KAUST team achieves remarkable flexibility with silicon-based electronic devices

Prof. Hussain and his team recently had published a paper in ACS Nano about their use of industry-compatible processes to demonstrate the most advanced transistor architecture on a flexible platform, with our transistor obtaining a bending radius of 0.5 mm.

"Today we live in a world centered on information technologies," said Muhammad Mustafa Hussain, KAUST Associate Professor of Electrical Engineering. "This is taking us to a future where electronics will be not only about high-performance devices, but also about portability – they will have to be flexible, stretchable and reconfigurable. My team and I in KAUST's Integrated Nanotechnology Lab are working to transform cutting-edge complementary metal oxide semiconductor (CMOS) technology into flexible technology."

In a paper recently published in the high-impact journal ACS Nano (DOI: 10.1021/nn5041608), Prof. Hussain and his team describe their use of industry-compatible processes to "demonstrate the most advanced transistor architecture on a flexible platform, with our transistor obtaining a bending radius of 0.5 mm," he said. "The process used does not degrade the device performance, and helps us show the path to true high-performance flexible electronics."

Galo Torres Seville, a KAUST Ph.D. student in Prof.

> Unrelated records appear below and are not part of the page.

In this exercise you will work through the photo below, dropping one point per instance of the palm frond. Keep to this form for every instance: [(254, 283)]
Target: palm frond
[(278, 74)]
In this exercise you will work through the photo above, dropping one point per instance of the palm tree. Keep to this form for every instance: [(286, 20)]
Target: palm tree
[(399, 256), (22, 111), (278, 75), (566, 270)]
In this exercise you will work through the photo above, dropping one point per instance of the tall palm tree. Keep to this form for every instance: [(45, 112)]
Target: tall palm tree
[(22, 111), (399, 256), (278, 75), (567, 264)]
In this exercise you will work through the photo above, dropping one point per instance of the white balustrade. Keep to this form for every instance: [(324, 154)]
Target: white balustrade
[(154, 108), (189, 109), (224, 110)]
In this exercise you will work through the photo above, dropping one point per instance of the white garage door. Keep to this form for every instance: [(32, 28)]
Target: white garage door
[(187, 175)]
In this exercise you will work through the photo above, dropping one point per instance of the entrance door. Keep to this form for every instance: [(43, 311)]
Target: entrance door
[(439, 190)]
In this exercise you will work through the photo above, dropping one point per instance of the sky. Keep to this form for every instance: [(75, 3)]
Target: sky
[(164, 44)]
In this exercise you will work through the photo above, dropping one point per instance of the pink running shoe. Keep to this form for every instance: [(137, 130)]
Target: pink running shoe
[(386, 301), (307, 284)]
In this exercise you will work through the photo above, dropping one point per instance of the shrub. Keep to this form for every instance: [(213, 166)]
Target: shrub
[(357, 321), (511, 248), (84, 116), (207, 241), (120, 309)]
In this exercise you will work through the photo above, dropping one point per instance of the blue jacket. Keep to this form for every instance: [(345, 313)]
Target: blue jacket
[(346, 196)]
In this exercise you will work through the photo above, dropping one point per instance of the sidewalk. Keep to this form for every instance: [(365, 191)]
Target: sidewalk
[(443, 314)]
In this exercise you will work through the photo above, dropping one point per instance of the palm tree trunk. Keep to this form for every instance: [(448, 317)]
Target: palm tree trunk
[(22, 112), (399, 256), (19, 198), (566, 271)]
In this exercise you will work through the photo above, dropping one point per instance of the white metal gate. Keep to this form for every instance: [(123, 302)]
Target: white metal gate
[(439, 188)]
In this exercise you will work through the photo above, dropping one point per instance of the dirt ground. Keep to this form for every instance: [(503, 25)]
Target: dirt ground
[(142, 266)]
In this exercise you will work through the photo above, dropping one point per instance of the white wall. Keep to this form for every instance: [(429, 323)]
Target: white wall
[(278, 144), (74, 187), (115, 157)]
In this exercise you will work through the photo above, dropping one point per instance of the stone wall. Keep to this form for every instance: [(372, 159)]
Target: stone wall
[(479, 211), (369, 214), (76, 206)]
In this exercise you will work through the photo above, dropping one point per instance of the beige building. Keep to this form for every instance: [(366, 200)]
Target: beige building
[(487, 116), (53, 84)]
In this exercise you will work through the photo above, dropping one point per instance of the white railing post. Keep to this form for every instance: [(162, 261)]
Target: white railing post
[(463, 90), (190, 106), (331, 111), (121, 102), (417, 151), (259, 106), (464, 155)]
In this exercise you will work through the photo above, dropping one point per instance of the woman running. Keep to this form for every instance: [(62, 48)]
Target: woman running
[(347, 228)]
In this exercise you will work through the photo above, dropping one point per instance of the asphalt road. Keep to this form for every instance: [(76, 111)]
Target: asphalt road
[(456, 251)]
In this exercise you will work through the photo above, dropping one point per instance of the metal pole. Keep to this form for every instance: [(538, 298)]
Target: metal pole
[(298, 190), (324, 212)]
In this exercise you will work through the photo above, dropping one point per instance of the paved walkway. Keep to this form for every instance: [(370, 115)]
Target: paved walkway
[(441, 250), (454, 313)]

Hussain's group and the first author of the paper, noted that "our objective as a research group is to find a bridge between portable and high-performance electronics that will one day allow us to perform very complex and time-consuming tasks with our portable devices. In our recent work, we have pushed inorganic electronics to a bending radius never shown before."

The transistor built by Prof. Hussain's team is constructed of a monocrystalline silicon-based substrate. Silicon is a material which, as the researchers state, is "the most highly used material in today's digital world…[M]ore than 90 percent of electronics are based on silicon micro- and nanofabrication processes."

However, there are some drawbacks to silicon electronics, including silicon's brittleness and lack of flexibility. To counter these problems, researchers have experimented with using polymer-based substrates, 2D single walled carbon nanotubes and 2D graphene to produce flexible electronics. But because of issues with these materials, Prof. Hussain's team has concentrated on a different fabrication process using silicon to make electronics flexible "without compromising cost, yield, performance and efficiency," Prof. Hussain said.

By following this process, which creates a network of trenches/holes, the researchers carried out an additional back-etch process from the back side of the substrate they used to ensure any holes/trenches would be eliminated in the peeled-off silicon fabric. They produced a FinFET, a nonplanar, multi-gated transistor constructed on a silicon-on-insulator (SOI) substrate.

The team's soft-etch back process thinned down the SOI wafer with the FinFETs on it. They also protected the device with a photoresist coating.

"Compared to the semiconductor industry's back grinding process, our process provides advantages from the perspective of its gentle manner to protect nano-scale devices and its thinning range," explained Prof. Hussain. "Our technique is a new way to replace back grinding for flexing traditional electronics and not compromise silicon's cost/yield advantage."

The researchers' method is also advantageous because it allows complete fabrication of the device prior to release, allowing standard processes to be kept in place to reduce constraints on design, etching, lithography and deposition techniques. In addition, because polymer substrates were not used, "thermal budget constraints are kept intact when compared to industry standard processes," they state.

With a final thickness of 50 µm, the device shows competitive electric behavior and bendability while "relying solely on mature micro- and nanofabrication techniques," note the researchers.

"Extreme bendability using only silicon is unique," said Prof. Hussain. "Flexible CMOS technology is imperative for advanced integrated electronic systems – our flexible FinFETs are taking us a step further in the direction of smart, interactive, 'live' and flexible technology. Future technology will only be limited by the range of applications that make use of silicon as a main material for device fabrication."

Torres Seville added that the group's process on this patented technology "will set a starting point towards the true integration of high-performance electronics on flexible substrates. We hope that through our work we can awaken the curiosity of researchers all around the world to pursue a common objective that will one day allow us to have devices that today we can only dream about."